About the project
Kaan Hiçyılmaz (Rotterdam, NL) is an architectural designer and artist based in the Netherlands. He holds a BArch degree in Architecture from Istanbul Bilgi University and completed his MA in Contextual Design from Design Academy Eindhoven.
His work emerges from the reciprocation between the human body and the built environment, in which he investigates elements of control directed to affect one’s physical and mental conditioning. Personal associations-dissociations, embodied research, and psychogeography become essential methodologies to shape his inquiry. Recently, he has been reflecting on (self-)surveilling as an inscribed governing tool targeted to maintain bodily control.
Approaching urban context as a space of order, he deconstructs everyday events, urban artifacts, and mundane actions as cues for our regulated daily experience. Through ephemeral public interventions and performative spatial installations, he creates physical interplays to uncover and disrupt these ordinary dynamics. His work contextualizes as critical storytelling using tools of writing, moving image, prop making, and performance.

For the final special episode of Designing Cities for All, titled, AI & Identity: Challenges for the Marginalised Communities, I had the opportunity to expand on my ongoing research around [body, identity, and AI]. I invited a diverse group of speakers from different p.o.v’s and practices to touch upon justice, human rights, and liberation perspectives within the heavy implementation of digital technologies. Together, we interrogated the disproportionate impact of AI systems on marginalized groups. Even though the implementation of algorithmic models is heavily increasing, the inclusivity of these structures does not improve evenly. In fact, they exacerbate discrimination, going as far as building models to detect one’s sexual orientation from their facial features. This reinforces the urgency about the trajectory of technologies, as they are becoming the tools to govern societies.
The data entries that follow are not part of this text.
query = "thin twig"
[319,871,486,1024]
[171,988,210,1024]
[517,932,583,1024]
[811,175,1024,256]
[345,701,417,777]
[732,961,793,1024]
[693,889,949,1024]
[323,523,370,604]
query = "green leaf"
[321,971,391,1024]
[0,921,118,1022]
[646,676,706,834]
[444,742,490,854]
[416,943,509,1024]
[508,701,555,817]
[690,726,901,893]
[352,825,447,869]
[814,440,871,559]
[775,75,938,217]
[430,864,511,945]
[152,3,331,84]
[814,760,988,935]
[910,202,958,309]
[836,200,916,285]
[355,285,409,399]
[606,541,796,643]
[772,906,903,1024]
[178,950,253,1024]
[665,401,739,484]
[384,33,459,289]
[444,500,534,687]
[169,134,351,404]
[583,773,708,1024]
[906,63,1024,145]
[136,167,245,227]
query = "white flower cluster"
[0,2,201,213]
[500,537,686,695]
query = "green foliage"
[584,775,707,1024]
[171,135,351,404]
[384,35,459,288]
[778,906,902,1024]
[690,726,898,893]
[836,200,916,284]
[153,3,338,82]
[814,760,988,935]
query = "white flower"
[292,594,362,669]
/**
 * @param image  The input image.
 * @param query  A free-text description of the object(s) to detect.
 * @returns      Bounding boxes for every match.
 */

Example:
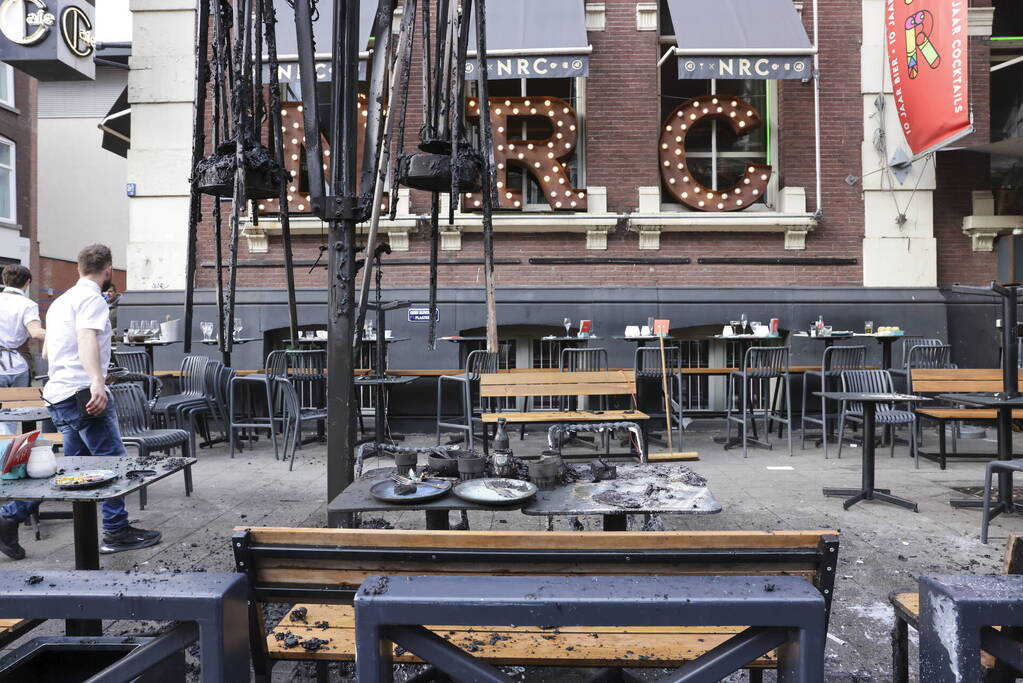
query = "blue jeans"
[0,370,29,434]
[0,396,128,534]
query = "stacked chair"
[110,381,194,509]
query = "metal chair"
[633,347,693,450]
[437,351,497,450]
[152,356,210,427]
[227,351,287,460]
[114,351,158,401]
[109,382,194,509]
[838,370,920,467]
[725,347,793,458]
[799,347,866,458]
[267,350,326,456]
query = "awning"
[263,0,377,83]
[945,137,1023,157]
[668,0,816,80]
[465,0,593,81]
[99,87,131,157]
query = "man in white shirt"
[0,265,46,434]
[0,244,161,559]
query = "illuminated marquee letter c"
[658,95,771,212]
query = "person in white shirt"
[0,264,46,434]
[0,244,161,559]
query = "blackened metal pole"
[476,0,497,353]
[183,0,210,354]
[326,0,364,527]
[259,0,298,345]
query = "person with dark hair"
[0,264,46,434]
[0,244,161,559]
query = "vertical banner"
[885,0,973,156]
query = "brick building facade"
[121,0,1021,374]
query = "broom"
[647,336,700,462]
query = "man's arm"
[25,320,46,342]
[78,327,106,415]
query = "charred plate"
[369,480,451,503]
[454,477,537,505]
[398,150,483,192]
[195,142,284,199]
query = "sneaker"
[0,516,25,559]
[99,527,162,554]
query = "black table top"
[938,394,1023,408]
[522,463,721,515]
[326,467,522,512]
[813,392,931,403]
[0,455,195,502]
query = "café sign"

This program aimed to uncover intersections between AI, body, and identity to discuss the extent identification systems can be developed, or fail to do so. As gender and sexual identity are also crucial parts of one’s identity, we explored if data structures could ever reach a complexity to accurately ‘decode’ this multiplicity. With bringing forward the negative and discriminating cases of artificial intelligence towards certain groups, the speakers highlighted affirmative and alternative ways of being within algorithmic structures. My goal was for the discussion to conclude by increasing awareness for non-discriminatory, just, and accountable systems of data. Speakers shared how their practice positions the advocacy to go beyond (yet always much needed) critical discussions around AI, and implement ways to dismantle injustices it generates.
“Excuse me, is this your work?” Kaan was asked this question while standing next to the spatial installation he set up to showcase his personal stories, written by him and paired with props made by him too. They were placed in front of TV screens displaying videos of him performing with them, which he also filmed and edited himself. He was deeply involved in every part of his work, thus, this question caught him off guard. Especially during his daily schedule of spending seven hours a day for a week, standing by his project on top of performing in it once a day. His role as an artist also included answering questions from visitors with complete enthusiasm. So he playfully responded to the person, saying, “Yes, all five of us did it together,” pointing at himself in the playing videos, and at the 3D print prop of his head. In retrospect, this situation indicated the identity crisis he was experiencing with his project—how it slowly became a challenge to separate himself from the work due to juggling multiple roles at once.